Rojava Devrimi ve kültür çalışmaları
Rojava Devrimi’nin kültür ve sanat çalışmaları üzerindeki etkisine değinen Diyana Murad, “Yıllardır Türk devleti, Suriye rejimi ve İran, Kürt kültürünü soykırımdan geçirmek için farklı politikalarla bizlere saldırıyor. Her ne kadar toplumumuz kendisini soykırımdan korumuş olsa da ne yazık ki Türk, Arap ve Fars kültürünün etkisinde kaldı. Rojava Devrimi ile birlikte kültür ve sanat çalışmalarında büyük bir gelişim yaşandı. Devrim öncesi çalışmalar vardı ama gizli bir şekilde yapılıyordu. Bu durum çalışmaları etkiliyordu. Ayrıca devrim öncesi eğitim imkanları çok azdı. Rojava Devrimi sayesinde eğitimlerin önü açıldı ve engeller ortadan kalktı” ifadelerini kullandı.
‘Egemenler arabeskle toplumu öldürmek istiyor’

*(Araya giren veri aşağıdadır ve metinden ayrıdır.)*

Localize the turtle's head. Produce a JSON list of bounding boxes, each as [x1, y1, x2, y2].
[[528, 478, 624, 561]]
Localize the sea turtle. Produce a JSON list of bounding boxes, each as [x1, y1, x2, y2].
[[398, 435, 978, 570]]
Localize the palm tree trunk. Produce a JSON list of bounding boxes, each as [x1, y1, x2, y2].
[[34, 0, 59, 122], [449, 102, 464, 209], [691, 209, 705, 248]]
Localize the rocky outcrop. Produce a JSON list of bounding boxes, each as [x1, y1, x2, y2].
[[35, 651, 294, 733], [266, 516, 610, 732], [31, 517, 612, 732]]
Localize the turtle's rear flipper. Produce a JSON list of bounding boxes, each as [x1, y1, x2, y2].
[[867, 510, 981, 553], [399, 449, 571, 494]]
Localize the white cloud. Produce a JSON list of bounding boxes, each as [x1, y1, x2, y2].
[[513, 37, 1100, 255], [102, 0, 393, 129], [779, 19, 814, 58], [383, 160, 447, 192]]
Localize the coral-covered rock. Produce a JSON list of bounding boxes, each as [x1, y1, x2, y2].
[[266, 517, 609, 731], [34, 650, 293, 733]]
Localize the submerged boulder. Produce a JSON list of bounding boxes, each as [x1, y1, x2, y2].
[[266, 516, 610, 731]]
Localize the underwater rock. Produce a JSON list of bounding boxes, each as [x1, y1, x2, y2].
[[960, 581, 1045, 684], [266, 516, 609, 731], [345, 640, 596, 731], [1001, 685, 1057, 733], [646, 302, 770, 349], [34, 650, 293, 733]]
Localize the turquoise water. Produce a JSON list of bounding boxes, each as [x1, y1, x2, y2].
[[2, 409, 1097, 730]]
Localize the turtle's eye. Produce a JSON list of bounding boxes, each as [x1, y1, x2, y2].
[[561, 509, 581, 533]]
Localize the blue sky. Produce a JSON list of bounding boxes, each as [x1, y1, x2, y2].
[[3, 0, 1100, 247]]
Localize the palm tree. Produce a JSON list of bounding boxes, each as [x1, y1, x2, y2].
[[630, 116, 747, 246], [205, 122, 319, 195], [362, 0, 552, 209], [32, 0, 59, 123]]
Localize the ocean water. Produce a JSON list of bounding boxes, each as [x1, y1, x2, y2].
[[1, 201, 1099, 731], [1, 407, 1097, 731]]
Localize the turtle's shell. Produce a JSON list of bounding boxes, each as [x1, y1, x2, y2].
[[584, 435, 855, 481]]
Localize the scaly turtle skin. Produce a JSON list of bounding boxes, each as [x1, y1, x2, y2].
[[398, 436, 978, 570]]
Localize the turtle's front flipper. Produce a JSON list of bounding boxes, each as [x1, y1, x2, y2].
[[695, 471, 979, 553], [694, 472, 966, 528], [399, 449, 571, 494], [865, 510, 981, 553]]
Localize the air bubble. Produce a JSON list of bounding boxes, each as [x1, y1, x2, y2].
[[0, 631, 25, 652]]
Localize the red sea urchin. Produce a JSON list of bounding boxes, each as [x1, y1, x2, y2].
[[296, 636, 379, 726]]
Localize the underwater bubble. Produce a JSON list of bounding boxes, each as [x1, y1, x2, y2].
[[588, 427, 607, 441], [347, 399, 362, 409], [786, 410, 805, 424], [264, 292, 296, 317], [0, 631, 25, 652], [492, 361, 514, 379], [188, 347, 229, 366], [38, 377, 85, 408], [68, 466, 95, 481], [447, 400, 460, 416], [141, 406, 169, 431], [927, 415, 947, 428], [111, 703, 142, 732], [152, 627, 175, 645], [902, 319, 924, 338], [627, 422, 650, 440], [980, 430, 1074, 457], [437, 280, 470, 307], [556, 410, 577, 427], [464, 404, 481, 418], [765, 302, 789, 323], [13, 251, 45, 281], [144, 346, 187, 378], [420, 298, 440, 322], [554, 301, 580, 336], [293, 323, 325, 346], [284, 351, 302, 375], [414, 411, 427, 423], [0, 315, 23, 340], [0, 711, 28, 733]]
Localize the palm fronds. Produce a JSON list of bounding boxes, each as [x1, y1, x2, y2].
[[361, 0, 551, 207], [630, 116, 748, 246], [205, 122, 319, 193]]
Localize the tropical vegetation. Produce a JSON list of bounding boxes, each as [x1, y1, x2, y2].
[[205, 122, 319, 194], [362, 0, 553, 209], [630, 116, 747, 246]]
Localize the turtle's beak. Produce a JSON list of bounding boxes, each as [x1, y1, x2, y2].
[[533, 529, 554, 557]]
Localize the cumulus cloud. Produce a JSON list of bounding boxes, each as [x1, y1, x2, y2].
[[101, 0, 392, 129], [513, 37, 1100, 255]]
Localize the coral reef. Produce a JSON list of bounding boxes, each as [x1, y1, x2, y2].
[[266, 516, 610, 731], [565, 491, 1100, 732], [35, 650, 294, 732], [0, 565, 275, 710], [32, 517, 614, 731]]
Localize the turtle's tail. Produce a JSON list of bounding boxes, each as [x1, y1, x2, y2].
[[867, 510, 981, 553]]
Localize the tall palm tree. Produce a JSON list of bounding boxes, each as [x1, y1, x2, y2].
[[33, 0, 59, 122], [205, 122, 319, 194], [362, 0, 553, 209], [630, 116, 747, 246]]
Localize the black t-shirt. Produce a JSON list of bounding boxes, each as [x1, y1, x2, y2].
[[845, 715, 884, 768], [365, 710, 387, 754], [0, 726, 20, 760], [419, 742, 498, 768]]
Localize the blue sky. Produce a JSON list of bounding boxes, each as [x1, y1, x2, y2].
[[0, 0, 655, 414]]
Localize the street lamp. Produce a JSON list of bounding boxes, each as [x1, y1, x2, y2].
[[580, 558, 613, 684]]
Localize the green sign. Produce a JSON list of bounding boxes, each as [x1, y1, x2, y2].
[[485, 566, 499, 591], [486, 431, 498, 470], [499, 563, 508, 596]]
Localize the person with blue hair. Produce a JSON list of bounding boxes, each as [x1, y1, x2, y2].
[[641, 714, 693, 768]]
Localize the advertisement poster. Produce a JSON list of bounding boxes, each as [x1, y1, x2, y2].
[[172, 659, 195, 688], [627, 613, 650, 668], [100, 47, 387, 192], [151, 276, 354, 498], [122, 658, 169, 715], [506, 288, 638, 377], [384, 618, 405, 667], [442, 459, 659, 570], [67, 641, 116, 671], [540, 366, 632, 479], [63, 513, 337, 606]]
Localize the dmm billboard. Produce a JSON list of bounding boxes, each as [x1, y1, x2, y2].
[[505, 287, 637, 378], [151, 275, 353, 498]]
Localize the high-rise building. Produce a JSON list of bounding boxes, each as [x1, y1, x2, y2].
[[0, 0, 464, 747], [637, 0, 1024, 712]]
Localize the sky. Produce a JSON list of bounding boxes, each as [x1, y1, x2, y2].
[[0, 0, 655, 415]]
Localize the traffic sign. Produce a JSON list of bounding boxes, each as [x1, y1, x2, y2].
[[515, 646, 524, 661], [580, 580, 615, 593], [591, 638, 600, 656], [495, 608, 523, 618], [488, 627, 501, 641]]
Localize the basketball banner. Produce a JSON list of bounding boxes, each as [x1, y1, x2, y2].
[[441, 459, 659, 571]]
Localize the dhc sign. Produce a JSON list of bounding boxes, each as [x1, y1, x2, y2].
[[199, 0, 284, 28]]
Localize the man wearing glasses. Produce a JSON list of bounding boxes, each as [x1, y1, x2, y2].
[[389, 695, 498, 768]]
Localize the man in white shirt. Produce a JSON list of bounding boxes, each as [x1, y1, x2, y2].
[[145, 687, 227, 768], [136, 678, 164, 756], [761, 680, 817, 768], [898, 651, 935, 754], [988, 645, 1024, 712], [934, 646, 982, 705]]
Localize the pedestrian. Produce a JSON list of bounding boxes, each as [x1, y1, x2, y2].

Şarkıların insanların duygularına hitap ettiğini dile getiren Diyana Murad, “Stranlar insanlara ruh veriyor, rehberlik bile yapabilir. Ne yazık ki düşmanda bazen bunu kendi çıkarlarına göre kullanıyor. Egemen güçler, toplumu etkilemek için şarkıları topluma karşı kullanmışlar. Özellikle arabesk şarkıları gençler arasında yaygınlaştırılıyor. Arabesk şarkılar insanların ruhunu ve duygularını öldürüyor. İnsanların enerjisini yok ediyor. Düşman, toplumu özünden uzaklaştırıp moralsiz bırakmak istiyor” diye konuştu.
‘Miraslarını geliştireceğiz’
Kültür ve sanatlarıyla düşmana karşı mücadele ettiklerini belirten Diyana Murad son olarak şunları söyledi: “Rojava Devrimi ile birlikte toplum içinde bir bilinç oluştu. Çalışmalarımızla Eyşe Şan, Meryem Xan ve Şakiro’nun mirasını geliştireceğiz. Dengbêjlik ve stranlarla tarihimiz canlı kalmış. Kürt kadınları olarak düşmanımızı tanımamız gerekiyor. Aynı zamanda kültür ve sanatımızla düşman anlayışını yerle bir edeceğiz ve kökten yok edeceğiz.”